Chutneys kann man zu fast allen Gerichten reichen. Allen gemeinsam ist: sie schmecken süß-sauer, sind scharf und regen den Appetit an. Bei einem Chutney werden alle Doshas ausgeglichen und sorgen so für gute Laune :-)



Zutaten:
5 reife Nektarinen
1 cm frische Ingwerwurzel
1/2 frische Chilischote
1 Msp. gem. Zimt
1-2 EL brauner Rohrzucker
1 Msp. gemahlener Sternanis
Saft von 1 unbehandelten Zitrone
Saft von 1 unbehandelten Orange
1/2 TL abgeriebene, unbehandelte Orangen- und Zitronenschale
2 EL Rosinen
1 EL Ghee

Die Nektarinen waschen, halbieren, die Steine entfernen und das Fruchtfleisch grob würfeln. Den Ingwer schälen und grob reiben. Die halbe Chilischote waschen, halbieren, entkernen und grob hacken.

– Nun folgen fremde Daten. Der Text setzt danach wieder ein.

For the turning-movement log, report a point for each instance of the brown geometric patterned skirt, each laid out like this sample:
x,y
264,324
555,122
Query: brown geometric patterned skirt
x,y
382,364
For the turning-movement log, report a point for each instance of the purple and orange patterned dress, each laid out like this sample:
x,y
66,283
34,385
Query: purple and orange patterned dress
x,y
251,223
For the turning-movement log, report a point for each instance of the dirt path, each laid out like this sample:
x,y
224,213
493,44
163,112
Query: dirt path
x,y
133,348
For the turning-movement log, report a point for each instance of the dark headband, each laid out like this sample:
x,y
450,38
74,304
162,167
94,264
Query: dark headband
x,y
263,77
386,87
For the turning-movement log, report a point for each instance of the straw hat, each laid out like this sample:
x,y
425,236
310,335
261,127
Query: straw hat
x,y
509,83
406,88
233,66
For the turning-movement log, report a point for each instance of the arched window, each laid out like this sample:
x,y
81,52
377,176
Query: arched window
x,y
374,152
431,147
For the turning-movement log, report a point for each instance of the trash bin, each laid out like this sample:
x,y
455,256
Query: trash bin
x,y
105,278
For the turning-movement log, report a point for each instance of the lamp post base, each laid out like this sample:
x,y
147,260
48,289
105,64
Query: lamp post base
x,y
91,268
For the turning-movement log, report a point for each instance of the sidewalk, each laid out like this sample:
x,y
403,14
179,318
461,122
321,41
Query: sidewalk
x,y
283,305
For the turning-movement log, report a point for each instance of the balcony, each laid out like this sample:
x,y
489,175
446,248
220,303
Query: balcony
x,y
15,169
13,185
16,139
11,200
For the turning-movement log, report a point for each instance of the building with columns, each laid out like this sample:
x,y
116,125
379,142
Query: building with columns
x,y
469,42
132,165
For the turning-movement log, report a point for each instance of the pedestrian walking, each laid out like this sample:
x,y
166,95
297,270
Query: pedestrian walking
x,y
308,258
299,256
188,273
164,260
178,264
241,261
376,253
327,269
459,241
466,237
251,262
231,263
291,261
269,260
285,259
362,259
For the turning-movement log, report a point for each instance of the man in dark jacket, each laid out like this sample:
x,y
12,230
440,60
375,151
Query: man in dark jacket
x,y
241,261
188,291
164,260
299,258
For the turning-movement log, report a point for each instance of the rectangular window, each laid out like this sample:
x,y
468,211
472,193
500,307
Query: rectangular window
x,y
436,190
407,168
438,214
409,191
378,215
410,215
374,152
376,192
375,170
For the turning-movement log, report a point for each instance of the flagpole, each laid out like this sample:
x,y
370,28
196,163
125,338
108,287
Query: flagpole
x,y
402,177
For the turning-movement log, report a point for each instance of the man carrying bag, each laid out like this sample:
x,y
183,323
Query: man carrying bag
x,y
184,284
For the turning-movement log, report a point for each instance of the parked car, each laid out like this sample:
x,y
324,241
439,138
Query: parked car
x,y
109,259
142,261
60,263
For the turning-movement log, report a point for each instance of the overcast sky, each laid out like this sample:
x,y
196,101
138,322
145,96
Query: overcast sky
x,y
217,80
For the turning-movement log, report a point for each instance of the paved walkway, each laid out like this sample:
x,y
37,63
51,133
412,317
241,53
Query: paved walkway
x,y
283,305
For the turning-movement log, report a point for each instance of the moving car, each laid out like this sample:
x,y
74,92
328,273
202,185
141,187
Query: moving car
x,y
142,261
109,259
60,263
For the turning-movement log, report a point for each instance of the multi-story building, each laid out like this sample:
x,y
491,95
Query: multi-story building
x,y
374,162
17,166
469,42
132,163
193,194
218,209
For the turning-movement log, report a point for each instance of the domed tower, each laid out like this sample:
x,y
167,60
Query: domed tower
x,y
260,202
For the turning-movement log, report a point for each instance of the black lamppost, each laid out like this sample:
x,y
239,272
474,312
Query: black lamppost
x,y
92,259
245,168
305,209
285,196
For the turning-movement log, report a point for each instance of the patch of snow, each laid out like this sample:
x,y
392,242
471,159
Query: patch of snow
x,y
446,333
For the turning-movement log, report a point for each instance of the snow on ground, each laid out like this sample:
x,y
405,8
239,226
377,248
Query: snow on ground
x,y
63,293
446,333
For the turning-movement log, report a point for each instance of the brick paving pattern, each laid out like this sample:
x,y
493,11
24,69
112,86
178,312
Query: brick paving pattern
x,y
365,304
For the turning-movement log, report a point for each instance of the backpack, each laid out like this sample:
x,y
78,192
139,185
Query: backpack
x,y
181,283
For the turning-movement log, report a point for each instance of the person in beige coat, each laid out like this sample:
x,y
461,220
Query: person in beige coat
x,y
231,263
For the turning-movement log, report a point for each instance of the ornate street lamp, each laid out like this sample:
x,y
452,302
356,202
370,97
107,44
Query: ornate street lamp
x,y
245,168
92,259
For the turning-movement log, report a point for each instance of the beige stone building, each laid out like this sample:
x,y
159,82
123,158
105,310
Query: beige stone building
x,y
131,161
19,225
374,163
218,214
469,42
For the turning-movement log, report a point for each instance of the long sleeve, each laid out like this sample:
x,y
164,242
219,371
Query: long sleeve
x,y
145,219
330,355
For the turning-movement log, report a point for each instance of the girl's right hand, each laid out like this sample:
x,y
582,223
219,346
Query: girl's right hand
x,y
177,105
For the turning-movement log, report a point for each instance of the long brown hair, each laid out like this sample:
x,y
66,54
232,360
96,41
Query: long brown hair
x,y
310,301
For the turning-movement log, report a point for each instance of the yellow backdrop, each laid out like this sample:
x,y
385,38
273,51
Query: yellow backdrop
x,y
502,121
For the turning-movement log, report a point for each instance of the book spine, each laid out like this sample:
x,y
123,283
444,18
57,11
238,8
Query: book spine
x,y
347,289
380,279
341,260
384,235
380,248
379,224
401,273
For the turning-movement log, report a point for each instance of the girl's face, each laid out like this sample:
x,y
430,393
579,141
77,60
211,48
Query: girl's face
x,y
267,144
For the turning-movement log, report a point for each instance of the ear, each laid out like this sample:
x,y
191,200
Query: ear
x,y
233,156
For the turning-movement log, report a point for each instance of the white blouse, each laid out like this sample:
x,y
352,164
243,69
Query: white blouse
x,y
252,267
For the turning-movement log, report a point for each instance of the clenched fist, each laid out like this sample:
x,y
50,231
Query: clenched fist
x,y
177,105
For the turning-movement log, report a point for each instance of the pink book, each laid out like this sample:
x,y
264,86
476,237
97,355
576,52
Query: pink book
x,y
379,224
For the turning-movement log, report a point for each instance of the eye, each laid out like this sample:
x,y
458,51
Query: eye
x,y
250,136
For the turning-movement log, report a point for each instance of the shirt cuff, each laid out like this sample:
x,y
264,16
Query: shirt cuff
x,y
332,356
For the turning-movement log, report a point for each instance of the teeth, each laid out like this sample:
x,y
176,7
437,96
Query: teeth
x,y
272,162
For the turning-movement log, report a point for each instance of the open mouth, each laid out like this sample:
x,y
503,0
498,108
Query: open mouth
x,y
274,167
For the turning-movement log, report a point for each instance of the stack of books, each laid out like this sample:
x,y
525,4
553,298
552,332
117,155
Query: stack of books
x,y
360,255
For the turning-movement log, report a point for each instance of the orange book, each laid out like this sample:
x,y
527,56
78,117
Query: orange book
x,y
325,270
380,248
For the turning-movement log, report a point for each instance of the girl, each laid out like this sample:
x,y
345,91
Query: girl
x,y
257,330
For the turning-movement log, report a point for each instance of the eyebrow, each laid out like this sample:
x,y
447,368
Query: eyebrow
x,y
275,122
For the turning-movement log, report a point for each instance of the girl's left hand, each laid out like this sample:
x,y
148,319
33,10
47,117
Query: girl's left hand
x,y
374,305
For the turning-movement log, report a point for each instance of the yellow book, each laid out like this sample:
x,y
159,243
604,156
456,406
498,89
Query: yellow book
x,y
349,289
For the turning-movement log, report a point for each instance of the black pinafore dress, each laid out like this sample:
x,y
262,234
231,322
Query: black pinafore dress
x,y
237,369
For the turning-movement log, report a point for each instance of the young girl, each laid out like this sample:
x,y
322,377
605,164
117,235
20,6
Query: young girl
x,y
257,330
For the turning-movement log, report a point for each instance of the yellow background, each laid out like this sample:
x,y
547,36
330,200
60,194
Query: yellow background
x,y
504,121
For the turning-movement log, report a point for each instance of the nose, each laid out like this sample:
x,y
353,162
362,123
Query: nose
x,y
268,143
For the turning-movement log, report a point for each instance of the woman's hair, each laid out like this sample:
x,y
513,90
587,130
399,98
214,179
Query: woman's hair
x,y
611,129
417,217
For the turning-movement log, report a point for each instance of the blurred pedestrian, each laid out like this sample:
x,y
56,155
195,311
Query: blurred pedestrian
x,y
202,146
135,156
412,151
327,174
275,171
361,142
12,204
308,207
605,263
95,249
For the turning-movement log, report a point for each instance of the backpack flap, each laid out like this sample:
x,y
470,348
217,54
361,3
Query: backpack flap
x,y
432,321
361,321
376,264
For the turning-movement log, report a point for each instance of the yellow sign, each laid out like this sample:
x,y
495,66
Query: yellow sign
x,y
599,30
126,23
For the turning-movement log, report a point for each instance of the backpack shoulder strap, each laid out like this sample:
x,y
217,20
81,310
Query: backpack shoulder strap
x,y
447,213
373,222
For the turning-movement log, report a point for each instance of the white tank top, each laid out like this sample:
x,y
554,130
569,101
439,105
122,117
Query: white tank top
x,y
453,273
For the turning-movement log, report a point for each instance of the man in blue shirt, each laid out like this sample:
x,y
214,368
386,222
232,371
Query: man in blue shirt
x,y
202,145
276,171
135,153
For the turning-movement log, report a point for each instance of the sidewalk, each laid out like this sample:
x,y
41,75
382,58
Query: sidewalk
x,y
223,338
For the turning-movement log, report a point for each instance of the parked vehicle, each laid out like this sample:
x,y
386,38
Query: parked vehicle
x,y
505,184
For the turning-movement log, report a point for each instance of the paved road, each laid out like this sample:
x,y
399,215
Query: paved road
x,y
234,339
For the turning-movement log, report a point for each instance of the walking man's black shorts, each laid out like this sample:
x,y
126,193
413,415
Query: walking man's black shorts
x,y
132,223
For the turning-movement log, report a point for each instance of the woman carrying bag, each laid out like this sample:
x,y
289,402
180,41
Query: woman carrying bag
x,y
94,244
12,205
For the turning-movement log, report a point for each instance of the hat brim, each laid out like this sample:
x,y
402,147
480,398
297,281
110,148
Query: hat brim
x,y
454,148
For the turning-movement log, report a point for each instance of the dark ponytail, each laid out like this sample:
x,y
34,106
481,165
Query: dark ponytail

Ghee in einem Topf erhitzen, die Gewürze zufügen und kurz anrösten, Zucker ein wenig karamelisieren lassen und restliche Zutaten zugeben. Das Chutney auf kleiner Flamme ca. 5 Minuten köcheln lassen. Anschließend grob pürieren und dann in Marmeladen- oder Weckgläser umfüllen.

Sonntag, 7. Dezember 2014

Gurkenraita

Raita ist ein mild gewürzter Joghurt mit Gurkenstückchen und wird als typische Beilage zu Reis- und Gemüsegerichten gereicht. Raita wirkt neutralisierend, nährend und leicht kühlend auf den Körper und gleicht das Verdauungsfeuer aus. Raita wird traditionell als Begleitspeise zu diversen anderen indischen Gerichten wie Curry oder Dal, süß-pikantem und sauer eingelegtem Gemüse oder indischem Brot gereicht. Es lässt sich nach persönlichem Geschmack vielfältig mit anderen Speisen kombinieren. Ich mag die Raita auch gerne zu Gemüsebratlingen....hmmmm




250 g Joghurt
1/4 Salatgurke
1 TL Cumin (Kreuzkümmel)
1 TL gemahlener Koriander
1/4 TL Salz
1 TL schwarze Senfsaat
frische Minze

Die Gurke schälen, klein würfeln und das Kerngehäuse entfernen und mit dem Joghurt mischen. Die Senfsaat in etwas Öl (Raps- oder Sonnenblumenöl) anrösten, bis sie anfangen zu springen. Senfsaat und restliche Gewürze unterrühren und min. 15 Min. durchziehen lassen.
Ich bereite die Raita meistens schon ein paar Stunden vor dem Essen zu, denn je länger sie durchgezogen ist desto aromatischer schmeckt sie.